До тех пор я бессилен. (У меня не хватает ни мужества, ни желания об этом говорить. Мне нечем ответить на обвинения, которые, я думаю, на меня посыплются. Не хочу до конца своих дней слушать, как жена будет угрызаться и каяться. Сам бы я в два счета себе простил, что отдал его. Жена не простит ни себе, ни мне.) Я не тот столп, который мог бы служить ей желанной опорой. Я молчу, подавляю свои чувства, упорно отказываюсь страдать заодно с ней. (Не стану делить с ней мое горе. Не желаю, чтобы она была к нему причастна. Оно мое и только мое.) Хорошо бы от меня никто не зависел. Сознание, что есть люди, которые во многих отношениях от меня зависят, ничуть не возвышает меня в собственных глазах. Это ведь такое постоянное бремя, и чем дальше, тем сильней я возмущаюсь всякий раз, как приходится ждать, чтоб она перестала плакать и цепляться за меня и вновь принялась укладывать столовое серебро в мойку или делать гимнастику для талии и бедер. (Не выношу, когда женщина плачет, кроме как на похоронах. Меня это ужасно выматывает.)

– От меня-то ты чего хочешь, будь оно все неладно? – рычу я на нее. – Это же, черт возьми, и мои дети тоже. Ты что, всерьез ждешь, что я стану жалеть тебя?

– Надо же мне с кем-то поговорить. Вовсе я не прошу, чтоб ты меня пожалел. Но неужели я даже не имею права сказать, каково мне?

– Позвони своей сестре.

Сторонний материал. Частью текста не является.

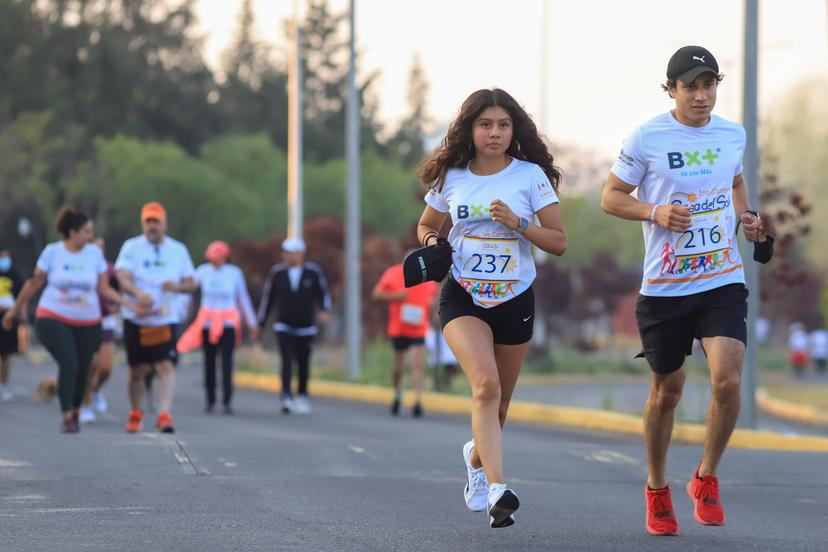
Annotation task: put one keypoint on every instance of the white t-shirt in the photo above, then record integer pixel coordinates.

Ты ж прекрасно знаешь, черт подери, не могу я больше видеть слезы. – Не желаю знать, каково ей. Не желаю говорить с кем бы то ни было о Дереке. Не желаю, чтобы кто-либо мне рассказывал о своих бедах. (Оказывается, чем дальше, тем мне все трудней жалеть кого-нибудь, кроме себя.) – Не могу я тебе с этим помочь. Понятия не имею, чем тут поможешь. Не по моей воле так вышло, и я понятия не имею, как тут быть.

И ведь я прежде всех заметил неладное. Кто-то наслал на нас проклятье. Стоит мне подумать о нем, и сил и стойкости во мне – как в высохшем грибе или мокром палом листе. Я безучастен. Я все мог бы предсказать заранее. Когда педиатры говорили – это просто замедленное развитие, я уже видел, что у него еще и неверные движения. Казалось, колени, стопы, пальцы сгибаются не совсем так, как надо. Я углядел, что он не может подолгу держать голову прямо. Я чуял несчастье еще до того, как он родился (правда, та же тревога одолевала меня и перед рождением других наших детей). И боялся, вдруг родится монголоид. Я бы с готовностью загодя согласился на заячью губу или волчью пасть и доверился бы хирургам – всех трех доверил бы, – хотя не могу себе представить, чтобы мой мальчик или дочь сумели дотянуть даже до таких лет, как сейчас, с каким-либо серьезным врожденным уродством. Им и без того несладко. Не понимаю, как жена надеется, что я ее пожалею, ведь у меня с избытком хватает веских причин жалеть самого себя. И одна из причин – она.